The primary efficacy endpoint was mean percent reduction in the number of inflammatory lesions from Baseline to Week 9. Patients receiving once-daily Omiganan 2.5% showed a mean 31% reduction in the number of inflammatory facial lesions compared to a 14% reduction in patients receiving once-daily vehicle. And, among rosacea patients with 18 or more lesions at Baseline, the mean reduction for once-daily Omiganan 2.5% was 40%, compared to an 11% lesion increase in the once-daily vehicle group.


Secondary endpoints included the absolute change from Baseline in the number of inflammatory lesions at Week nine and at each interim visit, the percent change in number of inflammatory lesions at interim visits, the absolute change from Baseline in IGA score and other signs and symptoms of rosacea at Week nine and each interim visit, and Treatment Success at Week nine and each interim visit.

Although a statistically significant difference between active and vehicle was not achieved for the primary endpoint, this study demonstrated that in both the intent-to-treat and the per protocol populations, Omiganan 2.5% QD was statistically significantly better than vehicle QD at Week nine in the absolute change of inflammatory lesions (p=0.041 for intent-to-treat, and p=0.012 for per protocol populations). While in this exploratory study this endpoint was identified as a secondary end point, FDA currently requires the absolute change (rather than percent change) in the number of inflammatory lesions as one of the co-primary endpoints, along with Treatment Success, for demonstrating efficacy in a Phase III trial in rosacea.

"Based on these encouraging results, we have selected once-daily Omiganan 2.5% for further study in rosacea, which is a critical step towards potential commercialization, either directly or in collaboration with a partner," commented Robert J. Bitterman, President and CEO of Cutanea.

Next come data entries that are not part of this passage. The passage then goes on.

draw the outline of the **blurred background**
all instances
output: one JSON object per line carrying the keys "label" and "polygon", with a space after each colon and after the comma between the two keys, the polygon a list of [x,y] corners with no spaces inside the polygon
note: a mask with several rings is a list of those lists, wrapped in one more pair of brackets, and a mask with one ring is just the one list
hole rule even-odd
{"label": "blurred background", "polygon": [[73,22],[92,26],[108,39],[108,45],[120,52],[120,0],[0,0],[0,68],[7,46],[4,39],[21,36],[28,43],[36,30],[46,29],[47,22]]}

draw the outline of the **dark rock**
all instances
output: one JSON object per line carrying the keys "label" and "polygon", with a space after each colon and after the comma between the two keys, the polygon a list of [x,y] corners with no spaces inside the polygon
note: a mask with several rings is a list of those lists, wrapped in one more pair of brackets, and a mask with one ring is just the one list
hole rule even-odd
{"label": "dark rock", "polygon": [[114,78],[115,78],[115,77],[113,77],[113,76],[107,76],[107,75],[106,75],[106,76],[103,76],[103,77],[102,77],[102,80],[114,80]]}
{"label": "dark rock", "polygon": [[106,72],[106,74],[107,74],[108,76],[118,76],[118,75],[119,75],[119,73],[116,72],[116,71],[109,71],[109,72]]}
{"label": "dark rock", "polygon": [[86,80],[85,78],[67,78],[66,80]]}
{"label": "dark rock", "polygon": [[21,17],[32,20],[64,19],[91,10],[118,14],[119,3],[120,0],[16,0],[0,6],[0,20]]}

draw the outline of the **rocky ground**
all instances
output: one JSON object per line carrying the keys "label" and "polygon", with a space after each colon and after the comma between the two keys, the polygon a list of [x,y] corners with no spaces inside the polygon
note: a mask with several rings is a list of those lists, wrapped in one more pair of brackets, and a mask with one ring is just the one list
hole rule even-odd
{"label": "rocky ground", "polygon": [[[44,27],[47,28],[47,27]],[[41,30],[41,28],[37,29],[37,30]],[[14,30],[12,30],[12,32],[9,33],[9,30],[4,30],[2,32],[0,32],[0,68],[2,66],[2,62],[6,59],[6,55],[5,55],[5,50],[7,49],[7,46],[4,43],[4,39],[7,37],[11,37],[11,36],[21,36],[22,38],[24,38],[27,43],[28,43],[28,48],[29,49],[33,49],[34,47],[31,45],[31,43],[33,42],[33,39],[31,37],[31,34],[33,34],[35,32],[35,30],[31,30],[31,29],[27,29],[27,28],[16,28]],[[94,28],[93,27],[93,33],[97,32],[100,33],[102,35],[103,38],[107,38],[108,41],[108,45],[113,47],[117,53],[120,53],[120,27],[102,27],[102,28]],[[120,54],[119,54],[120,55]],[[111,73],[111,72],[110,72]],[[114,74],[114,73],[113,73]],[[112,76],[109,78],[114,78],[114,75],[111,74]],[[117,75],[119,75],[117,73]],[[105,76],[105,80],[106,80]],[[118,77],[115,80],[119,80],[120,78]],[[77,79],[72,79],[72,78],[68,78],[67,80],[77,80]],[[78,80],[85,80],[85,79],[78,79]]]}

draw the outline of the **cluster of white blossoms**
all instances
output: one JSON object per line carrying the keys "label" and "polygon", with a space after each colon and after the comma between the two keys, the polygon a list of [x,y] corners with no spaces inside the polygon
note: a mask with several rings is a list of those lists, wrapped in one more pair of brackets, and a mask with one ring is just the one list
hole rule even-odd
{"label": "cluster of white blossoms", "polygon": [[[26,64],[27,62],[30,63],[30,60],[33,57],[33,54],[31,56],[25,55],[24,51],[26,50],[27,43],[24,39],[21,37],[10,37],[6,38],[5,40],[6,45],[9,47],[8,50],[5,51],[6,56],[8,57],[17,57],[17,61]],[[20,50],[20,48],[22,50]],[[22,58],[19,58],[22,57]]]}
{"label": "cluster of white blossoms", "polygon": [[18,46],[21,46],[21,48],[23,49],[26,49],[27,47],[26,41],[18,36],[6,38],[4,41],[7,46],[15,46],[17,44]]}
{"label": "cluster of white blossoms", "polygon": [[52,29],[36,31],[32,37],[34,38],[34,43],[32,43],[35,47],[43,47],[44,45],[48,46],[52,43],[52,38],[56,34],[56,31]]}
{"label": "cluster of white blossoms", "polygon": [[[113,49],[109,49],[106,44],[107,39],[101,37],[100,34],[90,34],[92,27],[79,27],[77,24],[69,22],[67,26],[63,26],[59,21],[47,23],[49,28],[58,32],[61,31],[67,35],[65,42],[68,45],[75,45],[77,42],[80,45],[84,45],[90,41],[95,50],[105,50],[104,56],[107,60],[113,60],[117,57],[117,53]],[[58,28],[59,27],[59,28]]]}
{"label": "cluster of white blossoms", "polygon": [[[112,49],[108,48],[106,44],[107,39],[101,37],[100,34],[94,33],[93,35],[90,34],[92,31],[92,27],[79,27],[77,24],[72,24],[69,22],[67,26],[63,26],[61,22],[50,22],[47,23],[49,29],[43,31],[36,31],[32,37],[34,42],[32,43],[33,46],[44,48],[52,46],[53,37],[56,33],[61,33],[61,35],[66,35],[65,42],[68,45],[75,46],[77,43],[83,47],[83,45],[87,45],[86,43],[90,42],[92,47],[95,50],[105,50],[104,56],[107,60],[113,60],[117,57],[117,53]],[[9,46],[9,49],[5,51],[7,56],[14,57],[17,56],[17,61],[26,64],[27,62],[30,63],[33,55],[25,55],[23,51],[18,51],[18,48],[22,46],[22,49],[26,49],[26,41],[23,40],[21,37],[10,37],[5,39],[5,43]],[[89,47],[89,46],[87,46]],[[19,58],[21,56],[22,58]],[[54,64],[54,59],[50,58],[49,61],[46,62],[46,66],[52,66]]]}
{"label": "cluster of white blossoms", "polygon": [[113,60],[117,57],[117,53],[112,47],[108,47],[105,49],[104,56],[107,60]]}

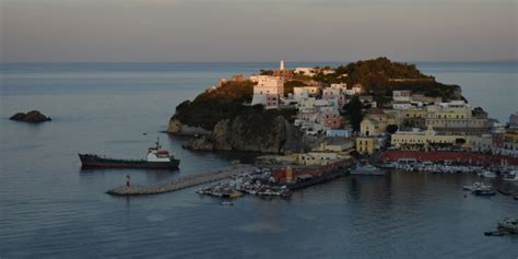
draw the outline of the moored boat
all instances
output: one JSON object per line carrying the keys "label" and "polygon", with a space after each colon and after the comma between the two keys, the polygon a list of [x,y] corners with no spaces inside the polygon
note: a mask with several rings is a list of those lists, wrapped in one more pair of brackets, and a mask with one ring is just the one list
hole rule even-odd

Rosacea is a chronic dermatologic disorder with no current cure and a poorly understood etiology that afflicts an estimated 14 million Americans. Symptoms primarily manifest on the facial skin and include facial flushing, central facial inflammatory lesions, and facial erythema. According to surveys conducted by the National Rosacea Society (NRS), nearly 70% of rosacea patients said the disorder had lowered their self-confidence and self-esteem; 41% reported it had caused them to avoid public contact or cancel social engagements; and nearly 30% claimed to have missed work due to rosacea. Of these rosacea patients surveyed by the NRS that sought medical treatment, over 70 percent reported an improvement in their emotional and social well-being.

Typical onset of rosacea occurs between 30 and 50 years of age and is more prevalent in women than men. Clearing up the initial outbreak is only the beginning, as rosacea is characterized by periods of relapses and remissions. Relapse episodes can be spurred by sun exposure, stress, hot or cold weather, alcohol, spicy foods, exercise, and certain skin care products and medications.

Absent a cure for rosacea, treatment is aimed at alleviating the disorder's symptoms. Topical or oral medications are generally prescribed for mild to moderate papulopustular Rosacea, while oral medications are prescribed for severe disease. Current oral antibiotic therapies may alleviate symptoms of rosacea, but may present an issue with undesirable side effects). While there are other topical products currently available on the market, there is an opportunity to improve the existing irritation profile for these treatments.